49. From his own impotence, that man judged the power of others. If he had correctly understood Aristotle’s Acroamata esoteric lectures, he could have also argued about the nature of gold and quicksilver physikos naturally: he could have taken particulars from the books on generation, and the 4th book of the Meteorology, and the explanations of other Peripatetics. Tell me, chemists, why do gold and quicksilver love each other? Is it not because they are of the same root, and differ only in imperfection and perfection, in solution and coagulation, in cooking and rawness, just like water and ice? Why this? Is it not because such is the mixture and the whole nature? But who are those Aristotelian philosophers who are ignorant of friendship or Sympathy? They knew it from particular nature, and they can provide reasons from Aristotle for gunpowder and fulminating gold. Therefore, the Peripatetics see far more sharply than the Paracelsians, who seem to themselves to see what they do not see at all. The Paracelsian would like to hear the cause of these things from an Aristotelian philosopher. But you sciolists, who are sharper than Aristotle, tell me first. We read Crollius concerning the hostility of Tartaric salt and sal ammoniac, but it does not satisfy.

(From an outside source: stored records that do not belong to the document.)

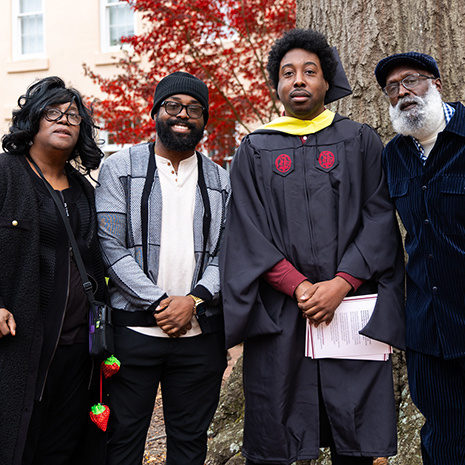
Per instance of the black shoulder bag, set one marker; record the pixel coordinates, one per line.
(100, 327)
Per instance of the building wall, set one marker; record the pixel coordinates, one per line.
(72, 37)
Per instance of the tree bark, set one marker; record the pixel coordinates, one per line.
(365, 31)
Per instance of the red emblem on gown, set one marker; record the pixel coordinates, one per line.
(283, 163)
(326, 159)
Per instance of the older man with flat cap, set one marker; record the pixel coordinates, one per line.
(161, 208)
(425, 166)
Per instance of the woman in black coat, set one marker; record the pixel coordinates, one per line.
(45, 367)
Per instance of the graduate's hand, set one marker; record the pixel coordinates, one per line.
(175, 315)
(319, 302)
(302, 289)
(7, 323)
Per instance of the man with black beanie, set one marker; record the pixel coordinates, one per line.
(161, 209)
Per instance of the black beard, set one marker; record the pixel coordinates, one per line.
(175, 141)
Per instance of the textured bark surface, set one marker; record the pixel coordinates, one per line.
(365, 31)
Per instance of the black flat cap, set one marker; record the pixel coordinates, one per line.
(414, 58)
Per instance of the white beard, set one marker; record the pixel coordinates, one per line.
(423, 119)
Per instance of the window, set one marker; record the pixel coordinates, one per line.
(28, 29)
(118, 21)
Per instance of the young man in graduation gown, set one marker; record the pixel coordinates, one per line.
(310, 222)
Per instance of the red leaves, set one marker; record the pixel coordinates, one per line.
(225, 43)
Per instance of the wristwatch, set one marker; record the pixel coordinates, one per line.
(197, 302)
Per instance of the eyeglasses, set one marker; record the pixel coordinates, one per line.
(409, 82)
(174, 108)
(53, 114)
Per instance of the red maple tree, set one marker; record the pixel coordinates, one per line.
(223, 42)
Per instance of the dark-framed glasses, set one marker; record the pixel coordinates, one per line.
(174, 108)
(409, 82)
(53, 114)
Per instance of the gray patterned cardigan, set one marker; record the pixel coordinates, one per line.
(124, 192)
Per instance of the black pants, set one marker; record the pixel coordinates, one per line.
(60, 420)
(189, 371)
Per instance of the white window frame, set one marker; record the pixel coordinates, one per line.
(16, 33)
(105, 6)
(107, 147)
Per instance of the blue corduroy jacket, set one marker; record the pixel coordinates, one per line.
(430, 199)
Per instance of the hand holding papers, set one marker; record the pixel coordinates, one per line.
(341, 338)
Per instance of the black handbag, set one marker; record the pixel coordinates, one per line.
(101, 343)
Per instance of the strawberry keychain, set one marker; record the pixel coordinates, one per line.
(110, 366)
(99, 413)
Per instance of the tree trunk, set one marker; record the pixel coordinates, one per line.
(365, 31)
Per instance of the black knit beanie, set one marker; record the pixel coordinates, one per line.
(181, 83)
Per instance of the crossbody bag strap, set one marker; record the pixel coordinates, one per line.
(87, 285)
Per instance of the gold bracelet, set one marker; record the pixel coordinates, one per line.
(197, 302)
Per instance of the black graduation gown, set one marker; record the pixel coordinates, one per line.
(324, 206)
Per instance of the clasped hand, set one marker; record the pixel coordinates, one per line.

50. If the Chemical art is not added, the causes of all things cannot be declared from Aristotle’s philosophy. Indeed, I say, not even if the chemical art is added, as far as special and proper causes are concerned. We hold only as much about general matters as can be proven. We have, however, seen various writings of the Paracelsians about the causes of things. But we have not found wisdom and truth in all of them. But so much for this.